Ce pour quoi nous plaidons auprès de la Banque mondiale, c’est qu’elle « dérisque » les investissements du secteur privé et lui offre des garanties pour l’inciter à investir davantage. Cependant, il est évident que la lutte contre le changement climatique appelle un changement de production et de consommation. Mais ce n’est pas une raison pour rejeter les grandes entreprises du secteur privé. Ces pays-là sont les premiers à dire qu’ils en ont besoin.

En tant que Franco-Marocaine, quel regard portez-vous sur la crise actuelle entre la France et le Maroc ?

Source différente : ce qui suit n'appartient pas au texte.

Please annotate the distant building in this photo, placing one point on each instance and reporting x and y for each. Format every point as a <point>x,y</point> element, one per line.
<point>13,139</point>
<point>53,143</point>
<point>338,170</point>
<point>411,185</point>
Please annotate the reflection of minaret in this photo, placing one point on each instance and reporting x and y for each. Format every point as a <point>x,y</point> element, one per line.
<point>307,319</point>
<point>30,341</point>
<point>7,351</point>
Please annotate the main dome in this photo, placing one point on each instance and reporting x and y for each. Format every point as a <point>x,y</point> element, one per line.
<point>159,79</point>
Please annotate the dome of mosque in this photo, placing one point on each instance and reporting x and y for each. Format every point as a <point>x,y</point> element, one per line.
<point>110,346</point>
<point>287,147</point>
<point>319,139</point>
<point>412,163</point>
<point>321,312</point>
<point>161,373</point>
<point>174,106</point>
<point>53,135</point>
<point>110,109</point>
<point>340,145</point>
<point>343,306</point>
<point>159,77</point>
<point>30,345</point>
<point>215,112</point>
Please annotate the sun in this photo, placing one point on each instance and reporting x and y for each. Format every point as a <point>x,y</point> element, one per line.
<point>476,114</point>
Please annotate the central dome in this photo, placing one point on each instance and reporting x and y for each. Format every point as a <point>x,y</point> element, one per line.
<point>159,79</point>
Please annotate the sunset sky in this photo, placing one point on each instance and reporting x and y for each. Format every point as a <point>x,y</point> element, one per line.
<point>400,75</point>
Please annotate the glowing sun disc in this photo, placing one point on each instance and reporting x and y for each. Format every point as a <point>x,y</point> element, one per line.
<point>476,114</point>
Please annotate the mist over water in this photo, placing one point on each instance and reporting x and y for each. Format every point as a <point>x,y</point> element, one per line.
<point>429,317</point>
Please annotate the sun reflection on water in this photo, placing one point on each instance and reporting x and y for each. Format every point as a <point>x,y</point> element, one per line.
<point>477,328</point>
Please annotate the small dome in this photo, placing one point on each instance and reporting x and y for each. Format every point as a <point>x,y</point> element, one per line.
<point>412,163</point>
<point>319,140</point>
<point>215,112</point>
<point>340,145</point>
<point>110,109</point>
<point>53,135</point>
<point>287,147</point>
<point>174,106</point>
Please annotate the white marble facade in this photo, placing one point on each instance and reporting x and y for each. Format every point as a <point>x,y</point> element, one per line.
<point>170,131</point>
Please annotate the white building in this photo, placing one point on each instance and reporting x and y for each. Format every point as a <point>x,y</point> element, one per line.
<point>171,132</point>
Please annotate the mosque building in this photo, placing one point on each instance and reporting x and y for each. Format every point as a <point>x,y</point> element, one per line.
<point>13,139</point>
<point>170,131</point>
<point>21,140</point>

Je fais partie de ces gens, que je crois très nombreux, qui sont assez atterrés par la dégradation des relations entre la France et le Maroc. On a le sentiment que beaucoup de maladresses auraient pu être évitées. Ce n’est pas tenable d’avoir une telle crispation entre deux pays amis, dont la proximité est presque familiale.

Nos sorts me semblent inextricablement liés, et cette parenthèse politique est très désagréable et doit être refermée le plus rapidement possible.

Certains évoquent un contentieux personnel entre Emmanuel Macron et le roi Mohammed VI…

Je n’ai ni information ni commentaire à ce sujet. Et je suis habituée à me méfier des récits insolites.